An intervertebral prosthesis is implanted between two adjacent vertebrae in order to maintain or restore a space between the vertebrae while also preserving good mobility. An intersomatic cage is implanted between two adjacent vertebrae to allow the insertion and the growth of grafts of bony tissue (or a substitute) in the disc space, in order to achieve an arthrodesis (fusion of two vertebrae). After insertion of the cage, the intervertebral space may be filled with self-adapting spongy bone or suitable bony substitutes. The present invention concerns intervertebral prostheses and intersomatic cages for intervertebral fusion grafting and their attachment to the vertebrae by a bony anchoring device and their implantation in the disc space using implantation instruments.
A problem in this area concerns the stability of the intervertebral prostheses or of the intersomatic cages in the disc space after they have been implanted there, at least before the growth of the graft on either side of the cage and fusion with the vertebrae in the case of the intersomatic cages. For example, there exists a risk that the prosthesis or the cage will move within the intervertebral space under the effect of the stresses exerted upon it when the patient moves. The prosthesis or the cage must therefore not only have a shape that prevents it from pivoting but also have resources to prevent it from moving within the intervertebral space.
From previous designs, we know of solutions that consist of equipping the top and bottom surfaces of the prostheses or cages with notches so as to prevent movement. However, this type of solution is not perfect and the prosthesis or the cage still may move. We are also familiar, from previous designs, with solutions that consist of equipping the prosthesis or the cage with a bony anchoring device which is used to soundly attach the prosthesis or the cage to the vertebral plates of the vertebrae between which it is implanted. This type of bony anchoring device proves to be effective for securing the prosthesis or the cage. However, this type of solution presents problems during implantation.

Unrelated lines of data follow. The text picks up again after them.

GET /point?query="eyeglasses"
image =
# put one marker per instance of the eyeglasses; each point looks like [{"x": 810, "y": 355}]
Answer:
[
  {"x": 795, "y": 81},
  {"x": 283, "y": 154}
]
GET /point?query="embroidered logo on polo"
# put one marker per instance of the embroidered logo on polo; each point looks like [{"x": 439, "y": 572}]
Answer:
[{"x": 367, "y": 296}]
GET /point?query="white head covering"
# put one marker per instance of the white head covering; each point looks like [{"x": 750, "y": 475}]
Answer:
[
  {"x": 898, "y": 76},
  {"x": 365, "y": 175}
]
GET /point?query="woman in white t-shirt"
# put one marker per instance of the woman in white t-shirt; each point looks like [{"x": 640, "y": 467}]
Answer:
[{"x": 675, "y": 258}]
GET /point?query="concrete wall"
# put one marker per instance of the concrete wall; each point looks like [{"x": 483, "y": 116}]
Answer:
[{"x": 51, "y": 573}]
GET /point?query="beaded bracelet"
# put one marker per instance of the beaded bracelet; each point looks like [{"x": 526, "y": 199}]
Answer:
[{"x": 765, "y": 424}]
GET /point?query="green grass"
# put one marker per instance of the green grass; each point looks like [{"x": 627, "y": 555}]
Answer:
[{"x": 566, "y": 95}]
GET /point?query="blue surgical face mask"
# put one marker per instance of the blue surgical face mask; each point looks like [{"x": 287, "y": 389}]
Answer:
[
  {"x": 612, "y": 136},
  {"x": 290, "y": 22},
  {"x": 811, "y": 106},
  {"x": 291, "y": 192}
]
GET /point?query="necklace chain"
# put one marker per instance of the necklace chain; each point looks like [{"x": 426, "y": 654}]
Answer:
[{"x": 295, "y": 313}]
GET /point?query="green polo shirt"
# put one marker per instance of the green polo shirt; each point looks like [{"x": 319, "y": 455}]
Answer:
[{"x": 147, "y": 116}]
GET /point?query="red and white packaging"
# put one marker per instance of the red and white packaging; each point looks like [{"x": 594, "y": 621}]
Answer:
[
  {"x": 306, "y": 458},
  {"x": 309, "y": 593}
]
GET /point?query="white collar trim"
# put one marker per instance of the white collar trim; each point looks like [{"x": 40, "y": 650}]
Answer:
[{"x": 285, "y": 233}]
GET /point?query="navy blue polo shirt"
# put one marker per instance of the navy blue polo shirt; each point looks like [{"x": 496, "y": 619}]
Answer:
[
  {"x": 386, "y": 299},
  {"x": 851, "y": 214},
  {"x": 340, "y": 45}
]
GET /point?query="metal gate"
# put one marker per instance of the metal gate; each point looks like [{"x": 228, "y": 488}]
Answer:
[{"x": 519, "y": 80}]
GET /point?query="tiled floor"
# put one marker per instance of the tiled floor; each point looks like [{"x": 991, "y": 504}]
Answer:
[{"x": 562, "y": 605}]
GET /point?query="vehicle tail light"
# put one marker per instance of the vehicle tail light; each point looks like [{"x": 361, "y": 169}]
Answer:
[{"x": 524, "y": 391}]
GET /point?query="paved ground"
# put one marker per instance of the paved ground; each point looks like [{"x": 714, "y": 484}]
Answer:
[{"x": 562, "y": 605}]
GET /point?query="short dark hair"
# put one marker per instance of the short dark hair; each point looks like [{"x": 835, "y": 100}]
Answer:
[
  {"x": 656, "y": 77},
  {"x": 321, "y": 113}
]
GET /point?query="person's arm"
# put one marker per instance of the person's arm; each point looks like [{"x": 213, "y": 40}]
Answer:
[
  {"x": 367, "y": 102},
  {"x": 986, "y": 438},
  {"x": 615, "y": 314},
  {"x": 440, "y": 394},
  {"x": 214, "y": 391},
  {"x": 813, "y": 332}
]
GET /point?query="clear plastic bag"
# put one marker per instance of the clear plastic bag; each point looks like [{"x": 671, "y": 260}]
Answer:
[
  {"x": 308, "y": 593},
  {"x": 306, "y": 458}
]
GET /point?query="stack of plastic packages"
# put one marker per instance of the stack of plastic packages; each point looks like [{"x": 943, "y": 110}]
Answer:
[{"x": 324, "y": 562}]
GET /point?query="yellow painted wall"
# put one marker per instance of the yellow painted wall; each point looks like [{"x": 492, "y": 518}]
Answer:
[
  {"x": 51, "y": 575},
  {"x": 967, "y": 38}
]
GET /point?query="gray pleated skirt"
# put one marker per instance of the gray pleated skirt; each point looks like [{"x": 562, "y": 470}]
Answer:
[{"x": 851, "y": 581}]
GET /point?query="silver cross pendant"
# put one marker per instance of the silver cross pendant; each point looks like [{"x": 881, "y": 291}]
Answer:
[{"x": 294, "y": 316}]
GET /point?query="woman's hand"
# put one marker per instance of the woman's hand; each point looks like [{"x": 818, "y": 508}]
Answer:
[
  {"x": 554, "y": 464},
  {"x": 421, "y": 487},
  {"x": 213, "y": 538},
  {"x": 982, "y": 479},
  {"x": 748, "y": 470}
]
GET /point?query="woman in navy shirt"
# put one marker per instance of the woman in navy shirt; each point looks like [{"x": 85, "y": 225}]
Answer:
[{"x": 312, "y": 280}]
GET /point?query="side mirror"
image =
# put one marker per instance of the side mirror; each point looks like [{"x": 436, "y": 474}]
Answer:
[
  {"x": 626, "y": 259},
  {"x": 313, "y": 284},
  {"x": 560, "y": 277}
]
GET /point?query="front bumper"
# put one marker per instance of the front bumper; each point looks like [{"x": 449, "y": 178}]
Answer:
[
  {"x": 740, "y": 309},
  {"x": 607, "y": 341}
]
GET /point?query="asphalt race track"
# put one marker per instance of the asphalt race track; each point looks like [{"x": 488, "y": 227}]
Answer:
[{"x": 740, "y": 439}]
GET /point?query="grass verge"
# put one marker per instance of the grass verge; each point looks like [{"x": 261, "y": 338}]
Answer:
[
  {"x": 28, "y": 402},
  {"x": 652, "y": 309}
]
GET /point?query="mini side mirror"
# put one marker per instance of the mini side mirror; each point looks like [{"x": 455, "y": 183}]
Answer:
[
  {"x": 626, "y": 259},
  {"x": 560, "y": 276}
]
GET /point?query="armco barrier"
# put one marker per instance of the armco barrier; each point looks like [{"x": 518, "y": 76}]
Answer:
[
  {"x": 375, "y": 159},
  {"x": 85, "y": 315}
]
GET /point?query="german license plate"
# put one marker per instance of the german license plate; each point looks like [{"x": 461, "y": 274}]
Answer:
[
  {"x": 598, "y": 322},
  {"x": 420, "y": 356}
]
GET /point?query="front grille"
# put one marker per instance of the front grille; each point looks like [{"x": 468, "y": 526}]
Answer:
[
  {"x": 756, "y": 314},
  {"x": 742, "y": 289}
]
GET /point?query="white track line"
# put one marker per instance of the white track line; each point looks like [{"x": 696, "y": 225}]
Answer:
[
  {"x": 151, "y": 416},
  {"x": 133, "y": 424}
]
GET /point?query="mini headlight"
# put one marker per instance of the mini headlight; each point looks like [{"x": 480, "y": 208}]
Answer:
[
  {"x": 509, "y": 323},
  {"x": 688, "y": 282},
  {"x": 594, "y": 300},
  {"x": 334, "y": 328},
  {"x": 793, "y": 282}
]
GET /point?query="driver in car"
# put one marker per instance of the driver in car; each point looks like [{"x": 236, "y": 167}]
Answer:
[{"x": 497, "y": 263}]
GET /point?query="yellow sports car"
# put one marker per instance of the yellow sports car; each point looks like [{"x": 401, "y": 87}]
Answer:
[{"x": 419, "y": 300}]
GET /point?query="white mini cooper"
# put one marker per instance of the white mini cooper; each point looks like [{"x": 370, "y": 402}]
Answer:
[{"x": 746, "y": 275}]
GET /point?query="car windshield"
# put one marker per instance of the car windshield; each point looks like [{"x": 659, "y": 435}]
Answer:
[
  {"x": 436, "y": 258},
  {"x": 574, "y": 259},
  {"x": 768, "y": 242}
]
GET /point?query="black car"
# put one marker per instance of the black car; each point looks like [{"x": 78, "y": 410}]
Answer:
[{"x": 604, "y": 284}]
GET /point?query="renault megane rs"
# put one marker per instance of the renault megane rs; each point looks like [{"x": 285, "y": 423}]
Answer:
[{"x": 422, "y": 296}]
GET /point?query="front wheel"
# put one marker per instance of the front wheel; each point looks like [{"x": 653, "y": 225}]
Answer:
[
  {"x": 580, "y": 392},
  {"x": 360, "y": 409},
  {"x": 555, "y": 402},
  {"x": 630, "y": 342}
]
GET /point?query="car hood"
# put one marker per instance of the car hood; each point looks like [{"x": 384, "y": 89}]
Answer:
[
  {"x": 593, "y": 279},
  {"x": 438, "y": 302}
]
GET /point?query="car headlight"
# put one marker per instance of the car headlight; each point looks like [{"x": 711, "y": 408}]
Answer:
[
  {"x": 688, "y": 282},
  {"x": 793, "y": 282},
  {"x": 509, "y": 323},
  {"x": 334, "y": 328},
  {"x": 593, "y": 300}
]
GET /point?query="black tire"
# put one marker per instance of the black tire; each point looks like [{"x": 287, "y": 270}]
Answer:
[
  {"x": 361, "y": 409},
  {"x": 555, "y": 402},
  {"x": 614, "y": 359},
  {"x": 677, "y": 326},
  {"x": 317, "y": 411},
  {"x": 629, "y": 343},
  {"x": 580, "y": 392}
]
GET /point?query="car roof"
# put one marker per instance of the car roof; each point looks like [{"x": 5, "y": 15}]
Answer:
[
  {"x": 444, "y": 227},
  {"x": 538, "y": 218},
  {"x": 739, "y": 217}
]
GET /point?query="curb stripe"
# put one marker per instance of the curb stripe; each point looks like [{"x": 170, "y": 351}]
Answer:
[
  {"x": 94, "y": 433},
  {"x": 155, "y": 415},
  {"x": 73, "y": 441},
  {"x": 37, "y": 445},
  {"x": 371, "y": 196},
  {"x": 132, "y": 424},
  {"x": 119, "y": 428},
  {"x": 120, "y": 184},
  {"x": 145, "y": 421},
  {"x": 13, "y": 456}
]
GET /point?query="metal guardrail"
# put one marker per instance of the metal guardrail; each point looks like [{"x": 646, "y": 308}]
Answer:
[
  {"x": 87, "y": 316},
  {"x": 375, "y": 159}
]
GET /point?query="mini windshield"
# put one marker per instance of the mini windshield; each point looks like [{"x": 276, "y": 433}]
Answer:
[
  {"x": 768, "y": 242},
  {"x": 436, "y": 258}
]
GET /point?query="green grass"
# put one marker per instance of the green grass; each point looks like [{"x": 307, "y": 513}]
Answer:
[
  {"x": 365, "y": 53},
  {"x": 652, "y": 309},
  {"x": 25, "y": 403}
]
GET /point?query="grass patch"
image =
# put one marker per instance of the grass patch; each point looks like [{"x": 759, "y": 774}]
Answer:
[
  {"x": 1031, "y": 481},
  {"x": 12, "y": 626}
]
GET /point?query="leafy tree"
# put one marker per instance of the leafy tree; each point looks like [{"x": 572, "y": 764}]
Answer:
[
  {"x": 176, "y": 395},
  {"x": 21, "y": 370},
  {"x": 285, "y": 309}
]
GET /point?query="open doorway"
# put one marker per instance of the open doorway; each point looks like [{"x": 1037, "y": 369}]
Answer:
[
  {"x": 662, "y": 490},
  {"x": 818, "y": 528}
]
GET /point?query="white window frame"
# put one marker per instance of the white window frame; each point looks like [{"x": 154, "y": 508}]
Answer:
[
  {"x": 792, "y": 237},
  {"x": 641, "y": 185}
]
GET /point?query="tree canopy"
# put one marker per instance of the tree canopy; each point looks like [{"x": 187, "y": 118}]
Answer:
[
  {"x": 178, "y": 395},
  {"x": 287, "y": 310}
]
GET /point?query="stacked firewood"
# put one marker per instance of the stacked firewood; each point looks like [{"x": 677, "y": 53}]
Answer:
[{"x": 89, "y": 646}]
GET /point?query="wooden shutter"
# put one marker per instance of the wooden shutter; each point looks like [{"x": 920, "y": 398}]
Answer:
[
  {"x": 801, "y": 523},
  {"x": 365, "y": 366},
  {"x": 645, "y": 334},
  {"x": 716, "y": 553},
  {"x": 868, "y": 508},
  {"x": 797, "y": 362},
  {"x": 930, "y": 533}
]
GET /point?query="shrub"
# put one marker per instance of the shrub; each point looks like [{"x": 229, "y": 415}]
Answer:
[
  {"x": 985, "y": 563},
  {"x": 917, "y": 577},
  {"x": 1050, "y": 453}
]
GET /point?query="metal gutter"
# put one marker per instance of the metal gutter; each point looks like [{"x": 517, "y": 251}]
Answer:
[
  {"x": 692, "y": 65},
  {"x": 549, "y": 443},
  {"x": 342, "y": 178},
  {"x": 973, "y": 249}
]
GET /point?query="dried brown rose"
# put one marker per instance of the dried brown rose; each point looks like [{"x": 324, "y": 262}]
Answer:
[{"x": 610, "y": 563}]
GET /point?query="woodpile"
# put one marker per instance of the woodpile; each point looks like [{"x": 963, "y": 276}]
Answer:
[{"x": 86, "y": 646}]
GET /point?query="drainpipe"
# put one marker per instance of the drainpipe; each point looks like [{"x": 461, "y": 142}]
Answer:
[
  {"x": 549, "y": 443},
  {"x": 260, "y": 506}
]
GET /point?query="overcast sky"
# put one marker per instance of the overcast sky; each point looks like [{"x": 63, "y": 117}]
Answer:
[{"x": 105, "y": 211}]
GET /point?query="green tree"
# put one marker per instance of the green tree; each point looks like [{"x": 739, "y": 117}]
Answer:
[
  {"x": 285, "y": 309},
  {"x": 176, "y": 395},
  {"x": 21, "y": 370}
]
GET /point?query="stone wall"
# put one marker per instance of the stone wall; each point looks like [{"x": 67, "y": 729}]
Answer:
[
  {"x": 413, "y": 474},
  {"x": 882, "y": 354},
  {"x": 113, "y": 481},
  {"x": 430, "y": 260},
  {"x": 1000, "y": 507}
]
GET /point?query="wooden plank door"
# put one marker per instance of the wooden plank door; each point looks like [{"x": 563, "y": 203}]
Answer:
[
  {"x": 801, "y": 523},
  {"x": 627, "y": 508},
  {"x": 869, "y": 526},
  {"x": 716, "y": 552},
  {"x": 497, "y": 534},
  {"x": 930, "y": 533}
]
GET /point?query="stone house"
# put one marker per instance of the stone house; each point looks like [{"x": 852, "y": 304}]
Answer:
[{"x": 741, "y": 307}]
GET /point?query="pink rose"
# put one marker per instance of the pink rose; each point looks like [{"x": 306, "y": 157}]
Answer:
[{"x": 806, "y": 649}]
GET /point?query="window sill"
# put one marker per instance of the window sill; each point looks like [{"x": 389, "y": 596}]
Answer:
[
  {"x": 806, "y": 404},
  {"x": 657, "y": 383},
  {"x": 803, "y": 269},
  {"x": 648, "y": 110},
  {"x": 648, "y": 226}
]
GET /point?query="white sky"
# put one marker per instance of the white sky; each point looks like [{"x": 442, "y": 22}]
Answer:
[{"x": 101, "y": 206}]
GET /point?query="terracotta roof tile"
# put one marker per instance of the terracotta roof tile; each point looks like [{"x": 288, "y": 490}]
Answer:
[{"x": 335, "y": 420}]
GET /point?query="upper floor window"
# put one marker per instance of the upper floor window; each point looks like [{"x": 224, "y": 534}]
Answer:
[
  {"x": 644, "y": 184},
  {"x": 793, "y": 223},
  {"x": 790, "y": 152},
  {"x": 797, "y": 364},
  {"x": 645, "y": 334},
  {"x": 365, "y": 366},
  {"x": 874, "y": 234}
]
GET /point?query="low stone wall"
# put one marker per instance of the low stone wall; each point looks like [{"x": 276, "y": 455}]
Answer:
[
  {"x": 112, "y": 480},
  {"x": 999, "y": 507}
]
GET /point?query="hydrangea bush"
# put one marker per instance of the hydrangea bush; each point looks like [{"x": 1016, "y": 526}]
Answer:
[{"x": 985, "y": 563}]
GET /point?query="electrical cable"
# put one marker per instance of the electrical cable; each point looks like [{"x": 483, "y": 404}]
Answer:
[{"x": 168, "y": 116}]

Access to the intervertebral spaces is often particularly difficult because of the dimensions involved, and in particular due to the presence of blood vessels and nerves at the edges of the intervertebral space. The bony anchoring devices must penetrate into the vertebrae to a sufficient depth to secure the device. As a consequence, these bony anchoring devices are generally implanted along an approach axis that is more-or-less perpendicular to the plane of the intervertebral space or at least on a substantially oblique axis in relation to the plane of the intervertebral space. Other types of bony anchoring devices fit onto a plate that is substantially parallel to the axis of the vertebral column and extending the prosthesis or the cage on one of the faces of the vertebrae. These different types of device therefore require the surgeons to make large incisions, inducing prejudice and considerable risks for the patient. In addition, this type of bony anchoring device is not easy to implant since it requires that there is sufficient space at the edges of the intervertebral space to allow the implantation of the device, which unfortunately is not always the case, depending on the vertebrae in question.
In this context, it is useful to provide an anchoring device (which may be referenced below simply as a “device”) for an intersomatic cage or an intervertebral disc prosthesis that reduces the space at the edges of the intervertebral space that is necessary for the implantation of the cage itself, that makes the application of the anchoring device more convenient, or that provides better anchoring than some of the known anchoring means.